Unless explicitly stated otherwise, each numerical value and range should be interpreted as being approximate as if the word “about” or “approximately” preceded the value of the value or range.
It will be further understood that various changes in the details, materials, and arrangements of the parts which have been described and illustrated in order to explain the nature of this invention may be made by those skilled in the art without departing from the scope of the invention as expressed in the following claims.
Although the elements in the following method claims, if any, are recited in a particular sequence with corresponding labeling, unless the claim recitations otherwise imply a particular sequence for implementing some or all of those elements, those elements are not necessarily intended to be limited to being implemented in that particular sequence.

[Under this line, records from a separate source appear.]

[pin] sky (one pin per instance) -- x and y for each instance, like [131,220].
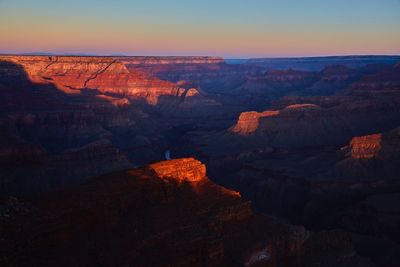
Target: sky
[228,28]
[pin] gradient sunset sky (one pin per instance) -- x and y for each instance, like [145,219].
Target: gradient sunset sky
[229,28]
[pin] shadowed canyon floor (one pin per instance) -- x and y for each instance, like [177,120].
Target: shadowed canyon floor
[310,142]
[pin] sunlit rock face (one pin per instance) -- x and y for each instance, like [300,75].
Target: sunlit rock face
[149,217]
[248,122]
[365,147]
[107,75]
[180,169]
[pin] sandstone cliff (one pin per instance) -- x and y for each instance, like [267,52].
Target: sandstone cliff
[106,75]
[140,218]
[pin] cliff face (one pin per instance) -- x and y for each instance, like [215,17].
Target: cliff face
[365,147]
[106,75]
[153,216]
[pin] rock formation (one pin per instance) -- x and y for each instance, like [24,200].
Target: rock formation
[140,218]
[106,75]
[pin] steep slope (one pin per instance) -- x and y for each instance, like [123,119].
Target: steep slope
[165,214]
[105,75]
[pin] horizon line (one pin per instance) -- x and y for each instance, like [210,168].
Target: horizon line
[194,55]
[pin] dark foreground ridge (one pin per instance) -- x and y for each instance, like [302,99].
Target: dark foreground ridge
[158,216]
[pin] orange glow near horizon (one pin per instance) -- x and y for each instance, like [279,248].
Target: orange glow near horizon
[270,36]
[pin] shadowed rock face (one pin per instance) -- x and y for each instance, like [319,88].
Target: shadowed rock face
[65,119]
[141,218]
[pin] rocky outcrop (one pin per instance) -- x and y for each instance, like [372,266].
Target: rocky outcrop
[138,217]
[248,122]
[365,147]
[180,169]
[107,75]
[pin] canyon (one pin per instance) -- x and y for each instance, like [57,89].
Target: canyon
[272,162]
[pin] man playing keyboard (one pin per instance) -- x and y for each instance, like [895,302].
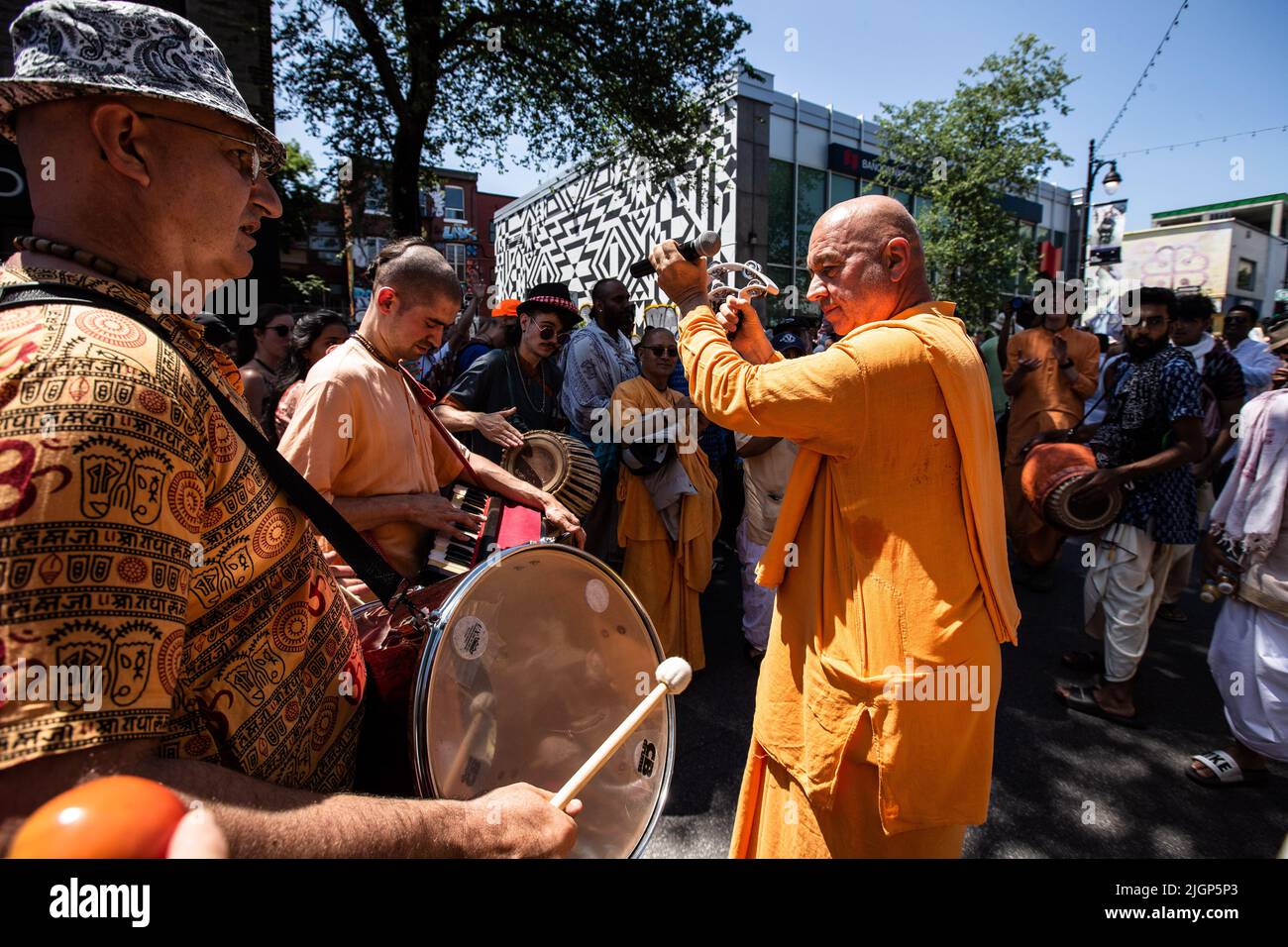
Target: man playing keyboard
[364,441]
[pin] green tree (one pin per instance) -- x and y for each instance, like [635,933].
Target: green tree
[403,81]
[962,154]
[300,192]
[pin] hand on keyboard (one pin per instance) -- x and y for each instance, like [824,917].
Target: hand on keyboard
[438,513]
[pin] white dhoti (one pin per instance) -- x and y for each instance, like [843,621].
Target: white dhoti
[1122,594]
[1249,665]
[758,602]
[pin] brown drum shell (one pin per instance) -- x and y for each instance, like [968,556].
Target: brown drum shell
[1051,480]
[561,466]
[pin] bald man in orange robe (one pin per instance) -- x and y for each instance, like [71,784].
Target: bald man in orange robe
[874,727]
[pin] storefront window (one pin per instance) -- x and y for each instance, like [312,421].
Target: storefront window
[844,188]
[455,254]
[810,204]
[454,204]
[776,307]
[803,305]
[780,211]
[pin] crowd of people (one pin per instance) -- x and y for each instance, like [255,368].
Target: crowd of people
[863,480]
[1184,423]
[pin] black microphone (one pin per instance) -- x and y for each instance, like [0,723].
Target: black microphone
[706,244]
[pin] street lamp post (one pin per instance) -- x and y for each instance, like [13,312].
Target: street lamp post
[1112,180]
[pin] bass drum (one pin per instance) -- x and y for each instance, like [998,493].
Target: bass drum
[528,664]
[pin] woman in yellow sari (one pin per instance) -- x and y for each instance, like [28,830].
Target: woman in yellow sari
[670,517]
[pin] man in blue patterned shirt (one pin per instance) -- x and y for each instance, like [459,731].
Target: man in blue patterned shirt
[1151,433]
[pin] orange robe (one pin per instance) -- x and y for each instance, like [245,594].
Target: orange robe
[1047,401]
[890,560]
[669,577]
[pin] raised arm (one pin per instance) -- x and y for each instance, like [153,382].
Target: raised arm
[262,819]
[811,399]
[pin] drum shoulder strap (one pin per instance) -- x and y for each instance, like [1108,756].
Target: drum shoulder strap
[369,565]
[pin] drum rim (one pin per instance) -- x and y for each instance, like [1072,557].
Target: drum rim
[439,620]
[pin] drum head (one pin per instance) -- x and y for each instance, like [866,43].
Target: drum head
[539,462]
[533,661]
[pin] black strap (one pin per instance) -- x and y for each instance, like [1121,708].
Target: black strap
[368,564]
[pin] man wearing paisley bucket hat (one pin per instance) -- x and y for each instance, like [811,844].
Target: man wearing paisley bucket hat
[138,534]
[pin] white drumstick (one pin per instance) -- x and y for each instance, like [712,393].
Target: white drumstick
[481,710]
[673,677]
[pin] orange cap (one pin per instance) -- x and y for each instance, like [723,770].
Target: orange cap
[506,307]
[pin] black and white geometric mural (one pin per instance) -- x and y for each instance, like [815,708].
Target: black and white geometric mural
[592,226]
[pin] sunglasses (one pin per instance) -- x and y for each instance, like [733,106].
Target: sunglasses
[250,161]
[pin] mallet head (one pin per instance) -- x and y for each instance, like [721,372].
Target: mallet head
[675,673]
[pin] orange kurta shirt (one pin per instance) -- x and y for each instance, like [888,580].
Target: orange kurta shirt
[357,431]
[1048,399]
[890,549]
[669,577]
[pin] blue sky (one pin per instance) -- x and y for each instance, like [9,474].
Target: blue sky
[1223,71]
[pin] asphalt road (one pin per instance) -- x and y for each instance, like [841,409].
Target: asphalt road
[1064,785]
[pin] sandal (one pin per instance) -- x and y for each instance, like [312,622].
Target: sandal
[1225,771]
[1083,661]
[1083,699]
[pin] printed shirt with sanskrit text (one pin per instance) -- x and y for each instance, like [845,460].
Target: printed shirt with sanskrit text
[138,534]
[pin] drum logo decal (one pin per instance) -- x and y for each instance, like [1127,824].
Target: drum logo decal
[469,638]
[596,595]
[645,758]
[471,775]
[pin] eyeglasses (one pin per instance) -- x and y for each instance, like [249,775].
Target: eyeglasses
[252,162]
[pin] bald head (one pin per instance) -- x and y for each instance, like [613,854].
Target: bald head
[158,187]
[866,262]
[872,221]
[417,270]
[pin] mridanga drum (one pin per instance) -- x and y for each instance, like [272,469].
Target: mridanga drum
[558,464]
[1054,480]
[516,673]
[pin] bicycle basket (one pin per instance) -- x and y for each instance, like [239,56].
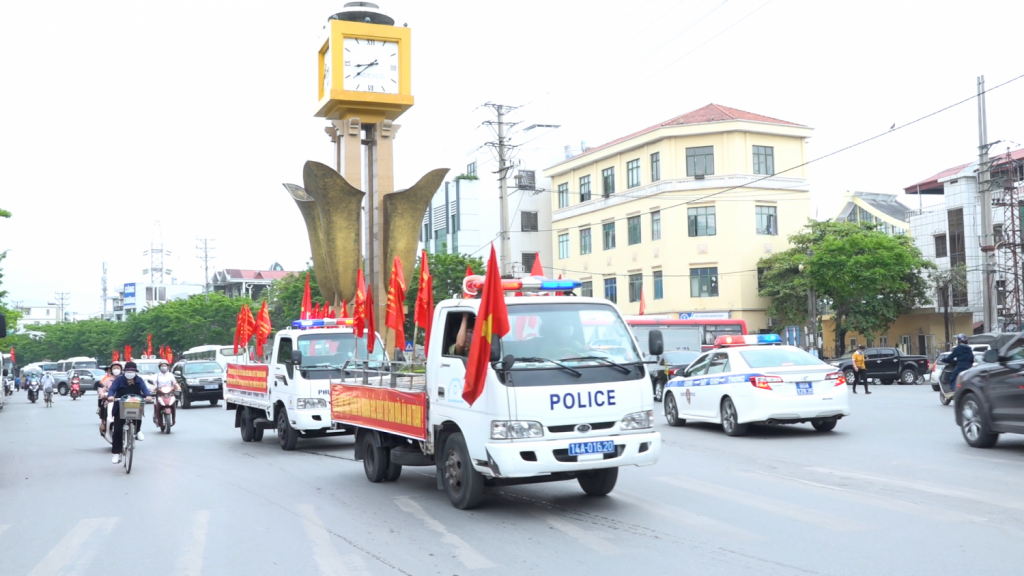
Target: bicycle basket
[131,408]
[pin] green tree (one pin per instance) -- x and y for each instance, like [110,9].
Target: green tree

Reference herein to “one embodiment” or “an embodiment” means that a particular feature, structure, or characteristic described in connection with the embodiment can be included in at least one embodiment of the invention. The appearances of the phrase “in one embodiment” in various places in the specification are not necessarily all referring to the same embodiment, nor are separate or alternative embodiments necessarily mutually exclusive of other embodiments. The same applies to the term “implementation.”
Throughout the detailed description, the drawings, which are not to scale, are illustrative only and are used in order to explain, rather than limit the invention. The use of terms such as height, length, width, top, bottom, is strictly to facilitate the description of the invention and is not intended to limit the invention to a specific orientation. For example, height does not imply only a vertical rise limitation, but is used to identify one of the three dimensions of a three dimensional structure as shown in the figures. Such “height” would be vertical where the electrodes are horizontal but would be horizontal where the electrodes are vertical, and so on. Similarly, while all figures show the different layers as horizontal layers such orientation is for descriptive purpose only and not to be construed as a limitation.
Also for purposes of this description, the terms “couple,” “coupling,” “coupled,” “connect,” “connecting,” or “connected” refer to any manner known in the art or later developed in which energy is allowed to be transferred between two or more elements, and the interposition of one or more additional elements is contemplated, although not required. Conversely, the terms “directly coupled,” “directly connected,” etc., imply the absence of such additional elements.